Statistical Analysis

All experiments were independently repeated at least three times with tissues established in triplicate for each single assay. Statistical analyses of the data were performed using the GraphPad Prism 8 software (GraphPad Software, La Jolla, CA), and a student t-test was used. All data were reported as the mean ± standard deviation, and P < 0.05 was considered statistically significant.

Results

Differentially Expressed miRNAs in Osteoporosis

A total of 254 miRNAs associated with osteoporosis were initially obtained through the data mining of the literature, which were retrieved from PubMed, Springer Link and Web of Science databases based on the used search terms. Then, based on the criterion of P < 0.05, 43 well-studied osteoporosis-related miRNAs were further screened out. Meanwhile, another 99 miRNAs were filtered out according to the weighted frequency indicating the correlation between miRNAs and osteoporosis in MISIM v2.0. Finally, a total of 11 eligible miRNAs were identified in the overlap of the results of above two screening steps and remained for further analysis. The screening process of these eligible miRNAs was shown in .

Figure 2

Screening strategy of osteoporosis-associated miRNAs.

As shown in , the Venn diagram displayed the 11 most well studied miRNAs associated with osteoporosis (P < 0.05, weight frequency > 7). Detailed information of these 11 miRNAs was listed in . Therein, hsa-miR-335-5p possesses the optimal P value (P = 0.0005), followed by hsa-miR-204-3p (P = 0.00096) and hsa-miR-637 (P = 0.0011), indicating that they may be the top well studied miRNAs associated with osteoporosis. Analogously, for the weighted frequency of miRNAs, the top 3 miRNAs were hsa-miR-20a-5p (weighted frequency = 8.5901), hsa-miR-133b (weighted frequency = 8.5393), and hsa-miR-106a-5p (weighted frequency = 8.4640), which suggested that they might be the miRNAs most associated with osteoporosis ( ). Moreover, the detail information of the 11 miRNAs including the patient characteristics and detection assays were listed in the .

Figure 3

Osteoporosis-related miRNAs and their functional similarities and enrichment analysis. (A) Venn diagram of miRNAs based on the P value and weighted frequency. (B) The network of osteoporosis-related miRNAs based on functional similarities. (C) Functional enrichment analysis of osteoporosis-related miRNAs.

Table 1

Details of computationally predicted osteoporosis responsive miRNAs.
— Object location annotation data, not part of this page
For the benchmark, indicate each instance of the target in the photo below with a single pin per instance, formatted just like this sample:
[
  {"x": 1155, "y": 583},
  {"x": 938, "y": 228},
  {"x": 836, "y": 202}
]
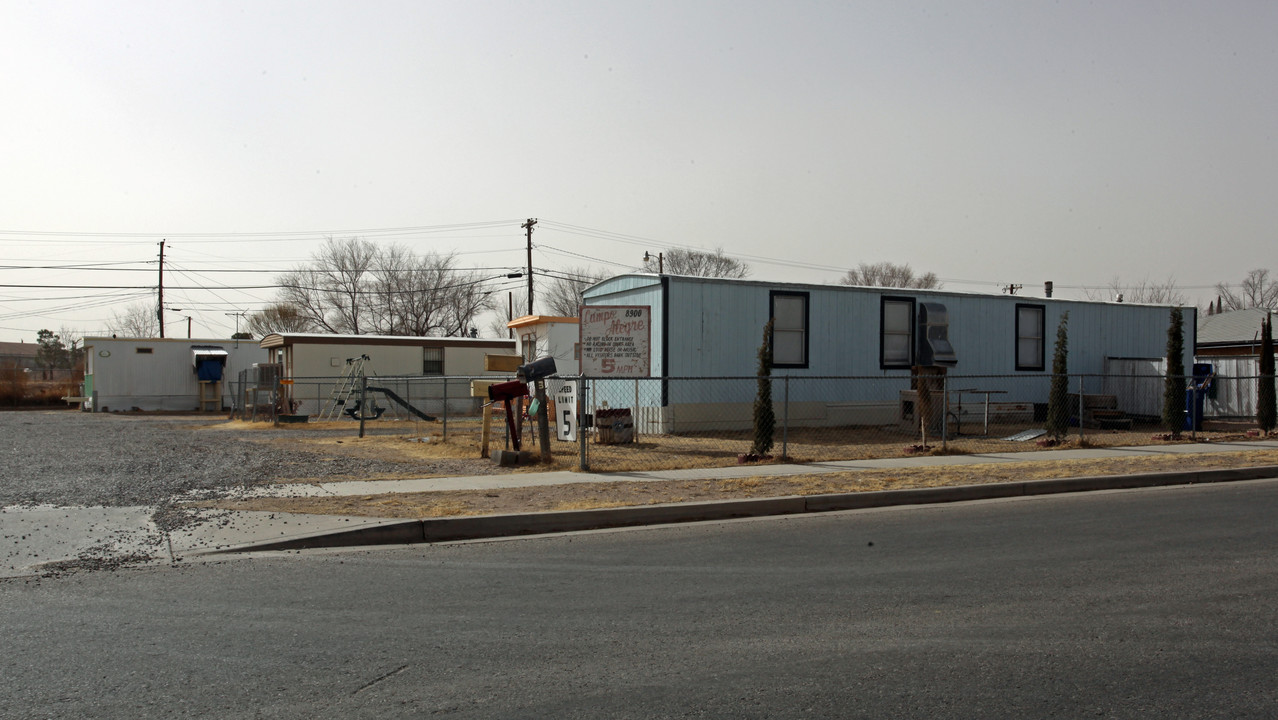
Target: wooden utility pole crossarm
[{"x": 528, "y": 226}]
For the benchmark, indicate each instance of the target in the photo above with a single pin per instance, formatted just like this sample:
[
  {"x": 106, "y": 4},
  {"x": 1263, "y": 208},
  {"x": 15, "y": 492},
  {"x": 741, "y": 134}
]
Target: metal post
[
  {"x": 785, "y": 420},
  {"x": 583, "y": 463},
  {"x": 1083, "y": 406},
  {"x": 363, "y": 402},
  {"x": 945, "y": 412}
]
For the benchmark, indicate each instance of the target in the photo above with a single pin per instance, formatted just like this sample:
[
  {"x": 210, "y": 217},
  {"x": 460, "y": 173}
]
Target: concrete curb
[{"x": 441, "y": 530}]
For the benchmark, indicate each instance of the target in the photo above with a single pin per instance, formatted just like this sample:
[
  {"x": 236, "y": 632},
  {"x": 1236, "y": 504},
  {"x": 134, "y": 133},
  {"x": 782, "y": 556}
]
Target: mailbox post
[{"x": 537, "y": 372}]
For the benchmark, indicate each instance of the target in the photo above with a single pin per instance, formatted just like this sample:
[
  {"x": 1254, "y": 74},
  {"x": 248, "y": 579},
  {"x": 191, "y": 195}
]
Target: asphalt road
[{"x": 1138, "y": 604}]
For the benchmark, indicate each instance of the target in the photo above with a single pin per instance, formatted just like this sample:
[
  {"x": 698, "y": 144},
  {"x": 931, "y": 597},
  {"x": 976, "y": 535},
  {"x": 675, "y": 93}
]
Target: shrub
[
  {"x": 1058, "y": 397},
  {"x": 764, "y": 417},
  {"x": 1267, "y": 417}
]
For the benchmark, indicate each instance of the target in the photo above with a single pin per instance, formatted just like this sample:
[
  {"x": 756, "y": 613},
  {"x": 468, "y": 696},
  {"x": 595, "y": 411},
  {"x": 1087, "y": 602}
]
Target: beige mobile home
[{"x": 315, "y": 362}]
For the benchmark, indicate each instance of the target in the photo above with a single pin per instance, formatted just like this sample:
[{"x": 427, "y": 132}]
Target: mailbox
[
  {"x": 537, "y": 370},
  {"x": 934, "y": 348}
]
Identified miRNAs	Mimat ID	Mature miRNA Sequence	Weighted frequency	P value
hsa-miR-20a-5p	MIMAT0000075	UAAAGUGCUUAUAGUGCAGGUAG	8.5901	0.0044**
hsa-miR-133b	MIMAT0000770	UUUGGUCCCCUUCAACCAGCUA	8.5393	0.0041**
hsa-miR-106a-5p	MIMAT0000103	AAAAGUGCUUACAGUGCAGGUAG	8.4640	0.0412*
hsa-miR-135b-5p	MIMAT0000758	UAUGGCUUUUCAUUCCUAUGUGA	8.4420	0.0170*
hsa-miR-34a-5p	MIMAT0000255	UGGCAGUGUCUUAGCUGGUUGU	8.4147	0.0281*
hsa-miR-204-5p	MIMAT0000265	UUCCCUUUGUCAUCCUAUGCCU	8.0934	0.00096**
hsa-miR-637	MIMAT0003307	ACUGGGGGCUUUCGGGCUCUGCGU	8.0265	0.0011**
hsa-miR-214-3p	MIMAT0000271	ACAGCAGGCACAGACAGGCAGU	7.9913	0.0036**
hsa-miR-200a-3p	MIMAT0000682	UAACACUGUCUGGUAACGAUGU	7.8642	0.0382*
hsa-miR-20b-5p	MIMAT0001413	CAAAGUGCUCAUAGUGCAGGUAG	7.7692	0.0311*
hsa-miR-335-5p	MIMAT0000765	UCAAGAGCAAUAACGAAAAAUGU	7.2249	0.0005**

Weighted frequency refers to the correlation between these miRNAs and osteoporosis; P value refers to the ratio of the number of osteoporosis-miRNA–related articles/the number of miRNA-related articles, *P < 0.05, **P < 0.01.

Table 2

Details of the included osteoporosis-associated miRNAs.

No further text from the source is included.